70) Micro © schrieb am 25.06.2017 um 17:53:07 zur Folge und der letzte Song: Nachdem nun einige Zeit vergangen ist, gibt's rückblickend noch Note 4 - mit viel Wohlwollen und unter starker Berücksichtigung von Hälfte 1, denn sowohl "Das Kabinett des Zauberers" als auch "Das silberne Amulett" waren beide um Längen besser. Sie mit dem letzten Song auf eine Stufe zu stellen, das ist für mich unmöglich. Aber es geht ja auch noch schlechter, wie der Tornadojäger sehr eindrucksvoll bewiesen hat. Muss echt mal das Buch lesen. Beim unsichtbaren Passagier gab's ja die Diskussion, ob man nicht doch in Ären (ist das der korrekte Plural?) unterteilen sollte. Bei den Fünf Freunden habe ich das schon gemacht. Die meisten der letzten Folgen würden gehen das Gros zwischen 1-80 gnadenlos verlieren. Bei den drei ??? kämpfe ich noch dagegen...

71) Effendi © schrieb am 26.10.2018 um 09:35:44 zur Folge und der letzte Song: Wenn Lenni in dieser Folge "Hey, Bruder,..." singt, dann hab ich vor meinem Inneren Auge eine Szene aus der Star Trek Folge "Reise nach Eden". In dieser Folge wird die Enterprise von Hippies geträumt, die das Raumschiff brauchen, um ins Gelobte Land zu kommen. Ich sehe dann immer den Gitarre schwingenden Charles Napier vor mir, wie er Spock als "Herbert" bezeichnet... Keine Ahnung warum....

72) Effendi © schrieb am 26.10.2018 um 10:40:14 zur Folge und der letzte Song: "gekapert" sollte das heißen und nicht "geträumt"

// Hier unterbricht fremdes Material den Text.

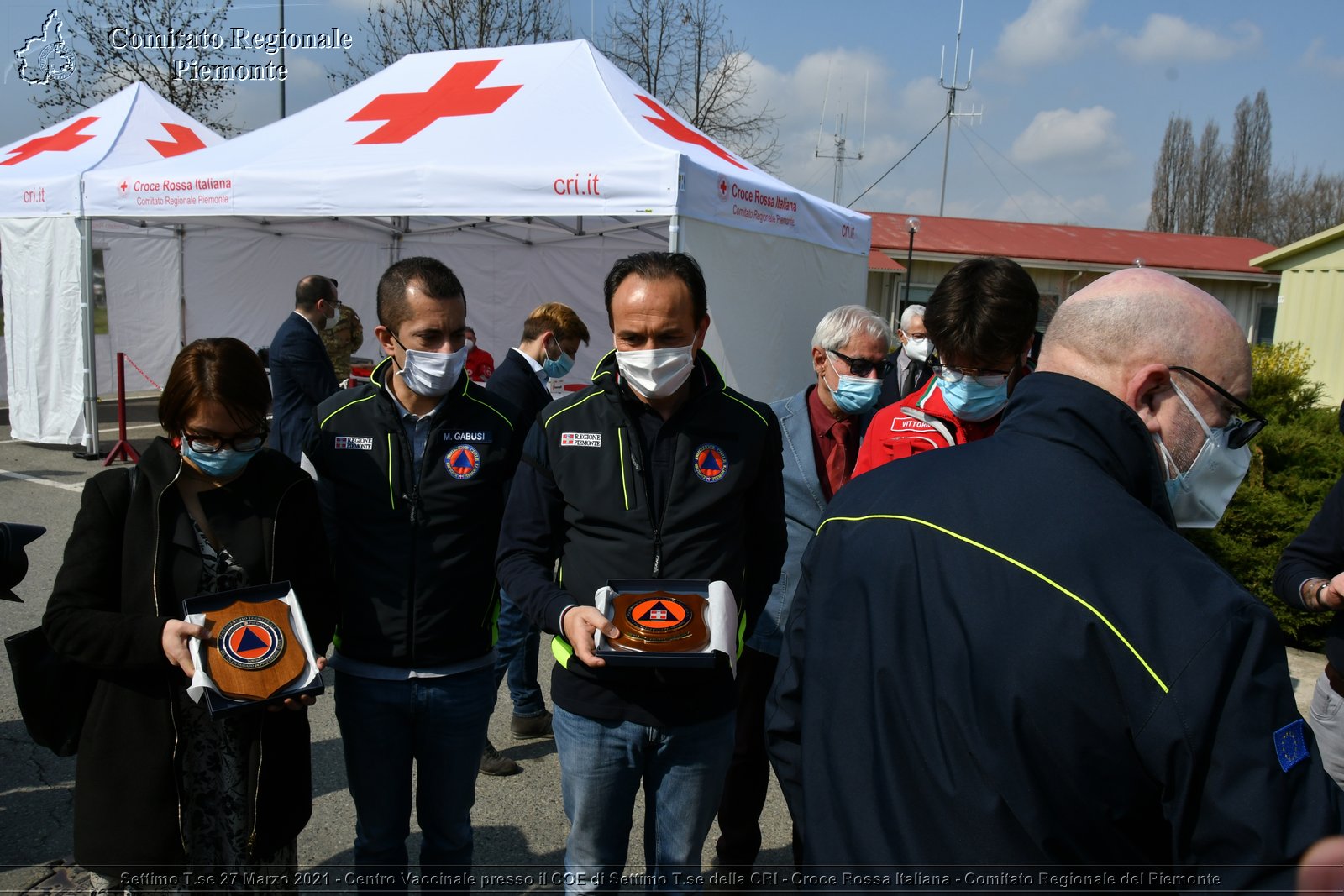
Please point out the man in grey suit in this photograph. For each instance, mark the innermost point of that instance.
(822, 427)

73) Max DoMania © schrieb am 17.09.2022 um 22:28:59 zur Folge und der letzte Song: Vor kurzem wieder über diese Folge gestolpert und mir war gar nicht mehr bewusst, wie gut ich sie finde. Schön finde ich, wie ganz früh und sehr beiläufig viele Fährten ausgelegt werden, auf die man erstmal gar nicht achtet, die aber alle wichtig werden: Der Typ auf dem Schrottplatz, die Frau mit der Trockenhaube, Lennys Unfall, der Typ, der scheinbar ohne Grund auf der Party ist, wie viele Kellner es nun sind, die Brüder, die Spannungen innerhalb der Band, wer Durnell niederschlägt..., das hat alles richtig schöne Klassiker-Vibes, ohne wie ein Klassiker rüberzukommen.
Die Szene nachts auf Moonlight Star ist unheimlich und super gemacht, obgleich man die Szene etwas eleganter hätte auflösen können als mit einem Cliffhänger à la Sonnleitner. Auch der Song, dessen Text ein Rätsel ist, gefällt mir.
Einzig gegen Ende verliert sich das Ganze etwas und wird ein bisschen zu sehr im Hauruck-Verfahren aufgelöst. Aber ansonsten ein echt guter Fall von Ben Nevis, der um diese Zeit rum eigentlich einige gute Folgen geschrieben hat wie den Pilot, den Eisenmann, die Kammer der Rätsel oder das weiße Grab.